Lead Identity & Access Management Engineer

Location: Harrisburg, PA
Position Type: Hybrid, 1 day per month onsite - Northeast candidates only
Contract Length:  2 years

Position Overview:
Design and implement Identity and Access Management (IAM) solutions to enhance authentication, access control, and security across enterprise applications and platforms.

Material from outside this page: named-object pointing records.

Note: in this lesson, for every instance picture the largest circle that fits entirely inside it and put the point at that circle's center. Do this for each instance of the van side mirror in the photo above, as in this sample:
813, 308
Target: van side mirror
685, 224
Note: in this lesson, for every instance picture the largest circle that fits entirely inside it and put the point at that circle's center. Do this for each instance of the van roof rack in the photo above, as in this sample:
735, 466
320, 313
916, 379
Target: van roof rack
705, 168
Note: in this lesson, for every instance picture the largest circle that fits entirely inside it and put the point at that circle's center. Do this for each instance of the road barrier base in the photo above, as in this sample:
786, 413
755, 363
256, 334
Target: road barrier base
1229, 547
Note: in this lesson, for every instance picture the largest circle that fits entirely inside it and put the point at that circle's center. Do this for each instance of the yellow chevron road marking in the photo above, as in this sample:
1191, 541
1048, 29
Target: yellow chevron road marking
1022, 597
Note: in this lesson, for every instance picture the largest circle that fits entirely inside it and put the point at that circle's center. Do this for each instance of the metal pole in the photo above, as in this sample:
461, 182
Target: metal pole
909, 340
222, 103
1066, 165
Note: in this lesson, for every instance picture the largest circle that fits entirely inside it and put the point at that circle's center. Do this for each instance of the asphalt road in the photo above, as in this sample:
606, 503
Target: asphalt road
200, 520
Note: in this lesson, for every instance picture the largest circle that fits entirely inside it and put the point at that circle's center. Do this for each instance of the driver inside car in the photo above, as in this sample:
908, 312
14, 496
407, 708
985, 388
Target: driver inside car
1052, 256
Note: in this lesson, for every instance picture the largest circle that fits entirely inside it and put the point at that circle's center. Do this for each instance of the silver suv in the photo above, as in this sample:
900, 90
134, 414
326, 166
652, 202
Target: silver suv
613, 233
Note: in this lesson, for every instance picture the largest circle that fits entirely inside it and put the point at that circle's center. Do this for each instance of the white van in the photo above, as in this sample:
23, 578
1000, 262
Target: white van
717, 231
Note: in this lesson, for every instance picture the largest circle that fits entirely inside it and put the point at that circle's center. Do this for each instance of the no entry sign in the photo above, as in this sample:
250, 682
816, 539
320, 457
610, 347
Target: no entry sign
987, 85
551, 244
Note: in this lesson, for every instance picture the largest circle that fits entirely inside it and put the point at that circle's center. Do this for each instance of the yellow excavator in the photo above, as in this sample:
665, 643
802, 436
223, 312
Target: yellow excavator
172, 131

This role involves configuring and managing SSO, MFA, and identity federation, integrating IAM with cloud and on-premise systems, automating processes using scripting and IAM tools, and ensuring compliance with security policies and regulations.

Required Skills:

• Bachelor’s degree in Computer Science, Information Technology, Cybersecurity, or a related field.
• 5–7 years of experience in IAM engineering, with a focus on D365, SailPoint, Entra ID, Azure B2C, and SAP.
• Hands on proficiency in configuring and managing SailPoint, Entra ID, Azure B2C, Azure AD Conditional Access, and SAP IAM modules.
• Strong understanding of IAM protocols such as SAML, OAuth, OpenID Connect, and LDAP.
• Hands-on experience with identity governance tools, role mining, and access certification.
• Experience in shell scripting (PowerShell, Python) for automating IAM workflows.
• Familiarity with integrating IAM systems with hybrid cloud environments.
• Relevant certifications, such as:
• SailPoint Certified Identity Professional
• Microsoft Entra ID Administrator Associate
• Azure Solutions Architect Expert
• SAP Security Certification
• Familiarity with DevSecOps practices and integrating IAM into CI/CD pipelines.

Duties:

• Design and implement Identity and Access Management (IAM) solutions to support seamless authentication for external customers and internal end users using multiple sign-in methods, ensuring a secure and user-friendly experience.
• Enhance IAM integration with enterprise applications, including customization of user journeys, attribute collection, and verification processes to improve customer self-service and identity management. 
• Configure and manage Single Sign-On (SSO), Multifactor Authentication (MFA), and Identity Federation across multiple platforms like Microsoft Dynamics, Power Pages, SAP, Nuance IVR, CoPilot Contact center, Cisco WebEx Contact center.
• Implement Role-Based Access Control (RBAC) and Attribute-Based Access Control (ABAC) policies to enforce least-privilege principles.
• Develop and maintain IAM governance frameworks, including writing policies for ensuring compliance with internal and external regulatory requirements.
• Use tools like Terraform and scripting languages (e.g., PowerShell and Python) to automate IAM processes and user lifecycle management.
• Integrate IAM solutions with cloud platforms, on-premise systems, and third-party applications.
• Manage provisioning, de-provisioning, and access reviews for enterprise users and applications.
• Ensure accurate identity synchronization between D365, SAP, Entra ID, and other systems.
• Utilize Azure Defender, SailPoint, IdentityNow, and other tools to strengthen IAM security posture.
• Monitor IAM systems for unusual activity, ensuring timely detection and remediation of threats.
• Collaborate with cross-functional teams, including IT security, compliance, and business units, to align IAM solutions with organizational goals.
• Provide technical support for IAM-related incidents and escalations.
• Develop and maintain a productive working relationship with technology staff, business owners, project sponsors, vendors, and key clients.
• Lead and participate in project team activities for system work efforts related to enterprise systems.
• Work independently to accomplish the tasks and duties assigned.
• Adhere to and follow all client standards, policies, and procedures.
• Utilize various software and/or technology tools to perform job duties.